We can divide the classification, at least initially, into torsion and nontorsion parts.
Nontorsion we classify immediately. They are the submodules of $\mathbb Q$, by Todd's argument.
Torsion is more subtle. We can divide a torsion module into $p$-power torsion groups for each prime $p$. Let $A$ be a $p^n$-torsion group, then $A[p^n]/A[p^{n-1}]$ is an $\mathbb F_p$-vectors space that injects naturally into $A[p^{n-1}]/A[p^{n-2}]$. (Where $A[N]$ is the $N$-torsion part of $A$.) This gives a filtration of $\mathbb F_p$-vector spaces. We can choose a basis that agrees with this filtration, and by choosing lifts of the basis vectors we get an isomorphism between any two groups with the same filtration. In particular, we can write it as a direct sum of cyclic subgroups and the special module $\mathbb Q_p/\mathbb Z_p$.
The tensor of any two cyclic $p$-power group is nontrivial. The tensor of any cyclic group with $\mathbb Q_p/\mathbb Z_p$ is trivial. $\mathbb Q_p /\mathbb Z_p$ tensor itself is trivial.
So a torsion symtrivial group is a direct sum of, for each prime, up to $1$ $p$-power cyclic group and arbitrarily many copies of $\mathbb Q_p/\mathbb Z_p$.
Moreover, a symtrivial group must have a symtrivial torsion subgroup. Indeed, let $a \otimes b \neq b \otimes a$ in the torsion subgroup, but $a\otimes b = b \otimes a$ when the whole things is tensored. Then the proof that that inequality holds uses only finitely many elements of the group. Consider the subgroup generated by the whole torsion module and those finitely many elements. The nontorsion part of it is a finitely generated submodule of $\mathbb Q$, thus $\mathbb Z$, thus projective, so the torsion and nontorsion part split.

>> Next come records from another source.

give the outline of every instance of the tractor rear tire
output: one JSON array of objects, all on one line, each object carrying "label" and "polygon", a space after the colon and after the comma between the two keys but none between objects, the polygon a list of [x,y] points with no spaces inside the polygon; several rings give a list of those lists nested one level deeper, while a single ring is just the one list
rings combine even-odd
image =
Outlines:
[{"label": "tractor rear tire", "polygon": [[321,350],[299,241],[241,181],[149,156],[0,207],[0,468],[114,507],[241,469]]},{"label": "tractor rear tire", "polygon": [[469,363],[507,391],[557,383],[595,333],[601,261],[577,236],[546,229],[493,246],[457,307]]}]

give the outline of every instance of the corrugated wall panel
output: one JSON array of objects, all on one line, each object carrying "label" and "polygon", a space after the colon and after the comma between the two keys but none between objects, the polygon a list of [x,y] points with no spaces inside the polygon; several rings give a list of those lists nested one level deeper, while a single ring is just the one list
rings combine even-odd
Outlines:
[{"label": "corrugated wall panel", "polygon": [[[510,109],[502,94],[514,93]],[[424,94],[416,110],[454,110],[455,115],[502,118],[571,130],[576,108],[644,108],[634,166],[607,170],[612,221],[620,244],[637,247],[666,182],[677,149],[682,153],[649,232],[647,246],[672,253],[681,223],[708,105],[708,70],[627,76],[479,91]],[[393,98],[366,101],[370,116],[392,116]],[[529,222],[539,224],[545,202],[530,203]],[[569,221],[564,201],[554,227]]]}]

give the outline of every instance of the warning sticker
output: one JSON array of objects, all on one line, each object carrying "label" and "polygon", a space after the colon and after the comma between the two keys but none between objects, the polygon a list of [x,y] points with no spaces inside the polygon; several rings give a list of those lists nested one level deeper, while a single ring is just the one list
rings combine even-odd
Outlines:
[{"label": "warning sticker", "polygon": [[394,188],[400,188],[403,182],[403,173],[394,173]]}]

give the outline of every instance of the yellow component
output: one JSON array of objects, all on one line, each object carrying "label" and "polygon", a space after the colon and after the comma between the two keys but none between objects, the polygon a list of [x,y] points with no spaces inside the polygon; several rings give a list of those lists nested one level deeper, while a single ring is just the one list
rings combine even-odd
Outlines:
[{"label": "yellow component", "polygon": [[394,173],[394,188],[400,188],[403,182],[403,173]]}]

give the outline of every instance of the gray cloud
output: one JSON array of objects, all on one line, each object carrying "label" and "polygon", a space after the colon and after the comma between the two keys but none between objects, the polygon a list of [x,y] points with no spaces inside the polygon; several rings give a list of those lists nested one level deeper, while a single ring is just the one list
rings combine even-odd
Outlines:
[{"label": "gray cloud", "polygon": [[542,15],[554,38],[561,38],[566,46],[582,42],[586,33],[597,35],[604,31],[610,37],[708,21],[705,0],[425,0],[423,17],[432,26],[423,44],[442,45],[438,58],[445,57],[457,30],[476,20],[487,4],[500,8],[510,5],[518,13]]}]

This is a contradiction.
Thus, a symtrivial module consists of the choice of a torsion symtrivial module, a torsion-free symtrivial module, and an appropriate extension between them. Next we determine which pairs of a symtrivial torsion and non-torsion group are possible.
The non-torsion part of $A$, localized at $p$, is either $\mathbb Z_p$ or $\mathbb Q_p$. If it is $\mathbb Z_p$ then the exact sequence splits and thus the $p$-torsion part must be trivial. If it is $\mathbb Q_p$, the $p$-torsion part can be any symtrivial $p$-torsion group. If you take the direct sum of any pair of a symtrivial torsion group and a symtrivial non-torsion group that satisfy the condition that, at every prime, either the torsion is trivial or the non-torsion is divisible, you get a symtrivial group, so there is always at least one example.
Thus all that remains is to find out what exts are possible. I'm not sure how to go about that.
Everything so far works exactly the same over a general Dedekind domain.